On Jan 5, 2012, at 5:07 PM, Andy Fingerhut wrote:

> I realize that with variable-length multi-byte character encodings like 
> UTF-8, it would be a bad idea to seek to a random byte position and start 
> trying to decode a UTF-8 character starting at that byte position.  I'm 
> thinking of cases where you have an index of byte positions of interest you 
> want to jump to in the future that are known to be the first byte of a 
> character in the appropriate encoding.  I also realize that one must be very 
> cautious in writing to the middle of such a file, since byte lengths of 
> strings are variable.


I can't help too much, but the comment about UTF-8 rang a bell.  It's actually 
not that hard to find a valid character by jumping to a random position.  You 
just need to be able to back up a few bytes.
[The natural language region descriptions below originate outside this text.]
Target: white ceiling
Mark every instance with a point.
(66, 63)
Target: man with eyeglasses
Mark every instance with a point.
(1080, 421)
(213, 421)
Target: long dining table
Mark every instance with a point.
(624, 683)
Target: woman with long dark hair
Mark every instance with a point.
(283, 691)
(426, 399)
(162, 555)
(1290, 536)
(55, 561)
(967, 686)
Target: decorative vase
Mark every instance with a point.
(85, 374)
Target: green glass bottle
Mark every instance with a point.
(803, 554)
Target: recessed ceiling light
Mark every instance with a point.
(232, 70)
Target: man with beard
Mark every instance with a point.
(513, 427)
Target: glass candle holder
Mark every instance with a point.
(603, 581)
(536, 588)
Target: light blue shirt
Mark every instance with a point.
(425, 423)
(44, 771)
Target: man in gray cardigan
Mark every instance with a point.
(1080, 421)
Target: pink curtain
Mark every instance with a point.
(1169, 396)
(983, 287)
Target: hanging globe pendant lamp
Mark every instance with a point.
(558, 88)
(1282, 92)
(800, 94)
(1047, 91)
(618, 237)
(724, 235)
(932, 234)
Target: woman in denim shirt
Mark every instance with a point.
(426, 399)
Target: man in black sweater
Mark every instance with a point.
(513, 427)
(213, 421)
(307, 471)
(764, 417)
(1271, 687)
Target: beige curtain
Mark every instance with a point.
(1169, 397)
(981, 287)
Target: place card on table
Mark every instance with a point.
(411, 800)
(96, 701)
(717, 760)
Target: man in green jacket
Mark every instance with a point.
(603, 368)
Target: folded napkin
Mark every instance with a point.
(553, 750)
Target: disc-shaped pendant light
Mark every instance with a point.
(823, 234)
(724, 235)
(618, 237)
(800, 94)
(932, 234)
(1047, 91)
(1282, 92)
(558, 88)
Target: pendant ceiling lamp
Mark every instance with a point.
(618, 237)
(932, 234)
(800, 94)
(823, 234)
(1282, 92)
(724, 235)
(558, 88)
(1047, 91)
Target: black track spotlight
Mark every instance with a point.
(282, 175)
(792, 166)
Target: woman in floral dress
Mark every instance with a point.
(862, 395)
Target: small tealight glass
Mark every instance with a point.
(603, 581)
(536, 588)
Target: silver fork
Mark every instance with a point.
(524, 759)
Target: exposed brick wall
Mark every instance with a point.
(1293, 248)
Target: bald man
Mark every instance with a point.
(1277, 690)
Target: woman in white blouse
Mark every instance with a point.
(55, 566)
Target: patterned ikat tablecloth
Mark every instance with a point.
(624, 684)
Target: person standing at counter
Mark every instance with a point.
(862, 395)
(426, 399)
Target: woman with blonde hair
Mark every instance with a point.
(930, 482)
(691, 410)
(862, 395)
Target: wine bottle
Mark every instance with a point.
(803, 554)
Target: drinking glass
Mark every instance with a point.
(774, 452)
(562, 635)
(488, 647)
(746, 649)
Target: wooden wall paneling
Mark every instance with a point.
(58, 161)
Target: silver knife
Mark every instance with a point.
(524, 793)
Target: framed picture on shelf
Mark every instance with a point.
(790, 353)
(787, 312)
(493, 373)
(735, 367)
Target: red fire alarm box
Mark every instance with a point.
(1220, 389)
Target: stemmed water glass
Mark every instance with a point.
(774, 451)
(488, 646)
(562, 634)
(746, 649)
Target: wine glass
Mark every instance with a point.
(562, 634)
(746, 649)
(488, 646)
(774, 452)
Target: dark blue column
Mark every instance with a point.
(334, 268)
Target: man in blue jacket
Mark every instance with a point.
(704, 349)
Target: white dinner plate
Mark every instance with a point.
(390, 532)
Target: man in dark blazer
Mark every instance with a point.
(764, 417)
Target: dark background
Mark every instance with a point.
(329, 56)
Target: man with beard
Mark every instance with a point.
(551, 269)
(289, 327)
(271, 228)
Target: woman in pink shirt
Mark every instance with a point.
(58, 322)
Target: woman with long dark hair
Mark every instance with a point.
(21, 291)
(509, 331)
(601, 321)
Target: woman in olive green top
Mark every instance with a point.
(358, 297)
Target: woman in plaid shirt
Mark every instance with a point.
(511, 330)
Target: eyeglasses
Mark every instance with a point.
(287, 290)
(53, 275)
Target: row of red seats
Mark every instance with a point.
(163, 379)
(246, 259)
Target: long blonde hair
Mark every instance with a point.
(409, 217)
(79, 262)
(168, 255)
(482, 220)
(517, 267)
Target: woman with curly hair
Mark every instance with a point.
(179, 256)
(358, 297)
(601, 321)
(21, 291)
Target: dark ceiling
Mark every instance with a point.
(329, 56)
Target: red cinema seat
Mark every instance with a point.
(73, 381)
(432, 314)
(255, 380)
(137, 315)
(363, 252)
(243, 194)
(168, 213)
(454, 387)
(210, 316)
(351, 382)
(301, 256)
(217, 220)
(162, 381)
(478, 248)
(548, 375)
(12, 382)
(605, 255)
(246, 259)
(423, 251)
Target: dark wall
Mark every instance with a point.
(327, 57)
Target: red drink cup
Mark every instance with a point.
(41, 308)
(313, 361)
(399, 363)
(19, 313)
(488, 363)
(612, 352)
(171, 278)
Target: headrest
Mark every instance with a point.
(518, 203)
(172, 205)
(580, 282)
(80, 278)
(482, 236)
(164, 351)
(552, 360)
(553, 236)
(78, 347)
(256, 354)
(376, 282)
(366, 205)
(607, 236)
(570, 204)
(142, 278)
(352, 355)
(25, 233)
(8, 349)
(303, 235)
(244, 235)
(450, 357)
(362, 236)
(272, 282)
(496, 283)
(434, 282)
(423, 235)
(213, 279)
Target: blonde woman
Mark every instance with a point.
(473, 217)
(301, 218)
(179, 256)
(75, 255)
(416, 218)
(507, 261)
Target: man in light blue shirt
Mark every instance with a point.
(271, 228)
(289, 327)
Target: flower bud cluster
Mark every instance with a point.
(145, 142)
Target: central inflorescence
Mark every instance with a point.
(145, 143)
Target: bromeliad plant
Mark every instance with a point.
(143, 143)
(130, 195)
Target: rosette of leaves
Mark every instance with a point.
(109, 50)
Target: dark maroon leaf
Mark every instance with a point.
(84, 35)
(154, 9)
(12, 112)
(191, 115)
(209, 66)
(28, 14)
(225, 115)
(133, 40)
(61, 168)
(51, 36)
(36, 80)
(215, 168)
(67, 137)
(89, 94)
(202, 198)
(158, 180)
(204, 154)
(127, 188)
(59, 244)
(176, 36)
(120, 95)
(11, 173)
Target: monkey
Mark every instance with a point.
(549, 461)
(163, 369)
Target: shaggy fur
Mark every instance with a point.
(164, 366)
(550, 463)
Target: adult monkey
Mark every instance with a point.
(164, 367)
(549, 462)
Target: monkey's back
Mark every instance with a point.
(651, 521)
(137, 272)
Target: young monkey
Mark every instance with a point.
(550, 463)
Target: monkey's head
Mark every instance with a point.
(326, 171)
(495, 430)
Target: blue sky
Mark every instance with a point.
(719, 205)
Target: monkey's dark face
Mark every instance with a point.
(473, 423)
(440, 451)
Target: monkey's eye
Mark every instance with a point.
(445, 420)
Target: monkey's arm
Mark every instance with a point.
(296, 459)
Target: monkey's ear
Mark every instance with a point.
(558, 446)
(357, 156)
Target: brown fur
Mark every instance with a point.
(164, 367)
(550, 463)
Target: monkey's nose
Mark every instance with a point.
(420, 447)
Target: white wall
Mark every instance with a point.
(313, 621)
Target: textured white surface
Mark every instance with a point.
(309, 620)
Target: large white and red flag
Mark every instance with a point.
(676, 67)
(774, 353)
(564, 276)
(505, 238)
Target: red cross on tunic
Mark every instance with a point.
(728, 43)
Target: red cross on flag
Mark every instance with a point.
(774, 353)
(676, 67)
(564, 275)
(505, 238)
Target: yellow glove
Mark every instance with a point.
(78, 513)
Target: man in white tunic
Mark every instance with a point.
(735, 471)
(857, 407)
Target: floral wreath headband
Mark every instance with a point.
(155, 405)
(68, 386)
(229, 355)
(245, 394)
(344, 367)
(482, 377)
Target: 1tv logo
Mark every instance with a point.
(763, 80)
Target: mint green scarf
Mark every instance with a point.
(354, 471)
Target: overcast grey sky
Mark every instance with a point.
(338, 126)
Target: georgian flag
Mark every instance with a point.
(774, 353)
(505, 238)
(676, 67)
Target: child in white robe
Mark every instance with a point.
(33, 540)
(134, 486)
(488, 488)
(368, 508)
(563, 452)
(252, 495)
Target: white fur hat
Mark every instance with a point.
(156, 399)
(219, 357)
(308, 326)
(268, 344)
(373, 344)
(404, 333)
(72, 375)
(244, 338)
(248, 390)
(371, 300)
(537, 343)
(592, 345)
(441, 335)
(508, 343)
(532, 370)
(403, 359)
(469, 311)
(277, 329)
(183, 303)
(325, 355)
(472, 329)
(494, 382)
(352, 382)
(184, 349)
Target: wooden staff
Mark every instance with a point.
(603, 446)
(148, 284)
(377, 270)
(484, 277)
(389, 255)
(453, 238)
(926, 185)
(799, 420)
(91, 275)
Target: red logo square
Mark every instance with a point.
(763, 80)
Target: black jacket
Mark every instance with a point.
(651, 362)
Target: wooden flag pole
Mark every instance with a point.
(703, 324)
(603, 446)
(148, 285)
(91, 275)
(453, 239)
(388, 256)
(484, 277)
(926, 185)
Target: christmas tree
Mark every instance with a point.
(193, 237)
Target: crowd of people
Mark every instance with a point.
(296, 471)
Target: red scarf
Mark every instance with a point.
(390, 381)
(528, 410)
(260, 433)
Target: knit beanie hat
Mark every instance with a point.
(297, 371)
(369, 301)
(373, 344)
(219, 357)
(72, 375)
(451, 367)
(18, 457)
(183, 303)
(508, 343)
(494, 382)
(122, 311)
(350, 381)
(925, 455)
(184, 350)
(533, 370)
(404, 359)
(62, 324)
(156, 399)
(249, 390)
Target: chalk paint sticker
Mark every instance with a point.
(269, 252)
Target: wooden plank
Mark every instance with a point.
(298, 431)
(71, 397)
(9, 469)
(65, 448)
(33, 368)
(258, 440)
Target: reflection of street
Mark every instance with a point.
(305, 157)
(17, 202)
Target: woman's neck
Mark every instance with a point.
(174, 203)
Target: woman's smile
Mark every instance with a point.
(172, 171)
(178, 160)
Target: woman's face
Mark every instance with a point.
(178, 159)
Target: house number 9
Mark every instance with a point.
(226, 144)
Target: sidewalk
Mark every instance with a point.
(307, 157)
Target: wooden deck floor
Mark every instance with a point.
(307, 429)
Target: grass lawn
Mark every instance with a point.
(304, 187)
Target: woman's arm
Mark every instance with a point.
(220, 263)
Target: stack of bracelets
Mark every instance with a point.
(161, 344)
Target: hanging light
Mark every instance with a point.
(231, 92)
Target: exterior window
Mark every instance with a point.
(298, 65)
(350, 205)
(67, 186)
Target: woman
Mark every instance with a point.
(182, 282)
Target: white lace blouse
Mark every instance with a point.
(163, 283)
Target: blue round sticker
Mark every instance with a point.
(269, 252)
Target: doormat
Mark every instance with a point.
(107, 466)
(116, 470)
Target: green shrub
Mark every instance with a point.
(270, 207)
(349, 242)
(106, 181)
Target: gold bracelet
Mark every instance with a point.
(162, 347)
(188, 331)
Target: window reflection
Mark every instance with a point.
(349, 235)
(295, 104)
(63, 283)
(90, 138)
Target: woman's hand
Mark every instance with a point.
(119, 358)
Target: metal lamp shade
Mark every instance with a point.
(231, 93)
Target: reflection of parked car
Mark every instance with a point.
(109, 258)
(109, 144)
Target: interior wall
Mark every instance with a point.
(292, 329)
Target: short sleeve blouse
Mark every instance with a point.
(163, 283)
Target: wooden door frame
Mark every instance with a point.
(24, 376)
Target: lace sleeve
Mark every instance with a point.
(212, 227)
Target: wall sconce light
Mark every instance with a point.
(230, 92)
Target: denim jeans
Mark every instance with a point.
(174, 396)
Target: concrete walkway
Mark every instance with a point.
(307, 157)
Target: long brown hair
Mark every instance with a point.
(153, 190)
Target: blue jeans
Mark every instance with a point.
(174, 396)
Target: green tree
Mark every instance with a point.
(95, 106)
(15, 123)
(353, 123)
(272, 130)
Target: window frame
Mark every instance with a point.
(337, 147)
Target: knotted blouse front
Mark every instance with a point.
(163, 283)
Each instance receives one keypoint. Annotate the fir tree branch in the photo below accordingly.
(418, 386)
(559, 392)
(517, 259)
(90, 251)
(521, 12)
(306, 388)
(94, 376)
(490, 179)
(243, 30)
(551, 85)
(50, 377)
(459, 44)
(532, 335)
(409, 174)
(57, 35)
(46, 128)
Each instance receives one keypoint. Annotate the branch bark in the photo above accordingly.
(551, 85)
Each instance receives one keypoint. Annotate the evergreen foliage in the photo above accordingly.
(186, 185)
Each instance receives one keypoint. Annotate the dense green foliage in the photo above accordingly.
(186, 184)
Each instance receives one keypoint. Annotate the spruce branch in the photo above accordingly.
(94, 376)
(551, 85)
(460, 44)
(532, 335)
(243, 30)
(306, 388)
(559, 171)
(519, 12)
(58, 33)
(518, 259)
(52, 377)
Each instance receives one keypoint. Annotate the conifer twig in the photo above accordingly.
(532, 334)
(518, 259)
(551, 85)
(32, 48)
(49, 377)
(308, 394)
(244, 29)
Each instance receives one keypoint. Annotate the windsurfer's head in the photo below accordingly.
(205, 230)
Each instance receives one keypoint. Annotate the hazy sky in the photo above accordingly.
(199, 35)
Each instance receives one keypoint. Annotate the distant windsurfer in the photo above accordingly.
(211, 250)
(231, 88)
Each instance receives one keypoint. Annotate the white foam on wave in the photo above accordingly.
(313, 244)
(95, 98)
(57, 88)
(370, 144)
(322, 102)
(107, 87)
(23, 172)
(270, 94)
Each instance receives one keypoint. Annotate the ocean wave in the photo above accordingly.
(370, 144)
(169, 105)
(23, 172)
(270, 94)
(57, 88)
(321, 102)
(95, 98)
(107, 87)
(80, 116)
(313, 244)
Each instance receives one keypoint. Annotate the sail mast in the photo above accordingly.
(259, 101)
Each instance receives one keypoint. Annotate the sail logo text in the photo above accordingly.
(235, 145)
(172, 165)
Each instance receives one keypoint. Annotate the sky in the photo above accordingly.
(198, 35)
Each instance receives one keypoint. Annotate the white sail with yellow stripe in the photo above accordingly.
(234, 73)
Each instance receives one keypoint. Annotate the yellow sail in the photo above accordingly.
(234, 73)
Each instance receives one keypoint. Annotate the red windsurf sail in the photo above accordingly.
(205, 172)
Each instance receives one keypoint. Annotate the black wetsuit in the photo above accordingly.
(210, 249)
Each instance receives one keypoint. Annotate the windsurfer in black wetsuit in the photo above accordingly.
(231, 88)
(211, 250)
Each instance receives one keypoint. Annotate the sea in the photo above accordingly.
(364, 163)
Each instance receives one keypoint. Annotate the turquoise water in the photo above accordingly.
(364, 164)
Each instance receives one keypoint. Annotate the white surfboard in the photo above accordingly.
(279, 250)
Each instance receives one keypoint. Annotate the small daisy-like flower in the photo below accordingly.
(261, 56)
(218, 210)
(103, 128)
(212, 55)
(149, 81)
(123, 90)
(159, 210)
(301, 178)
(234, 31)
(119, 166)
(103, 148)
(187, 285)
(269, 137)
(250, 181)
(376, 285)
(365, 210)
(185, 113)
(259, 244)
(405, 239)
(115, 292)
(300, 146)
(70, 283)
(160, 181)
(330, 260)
http://en.wikipedia.org/wiki/UTF-8

>       * All continuation bytes (byte nos. 2-6 in the table above) have 10 as 
> their two most-significant bits (bits 7-6); in contrast, the first byte never 
> has 10 as its two most-significant bits. As a result, it is immediately 
> obvious whether any given byte anywhere in a (valid) UTF-8 stream represents 
> the first byte of a byte sequence corresponding to a single character, or a 
> continuation byte of such a byte sequence.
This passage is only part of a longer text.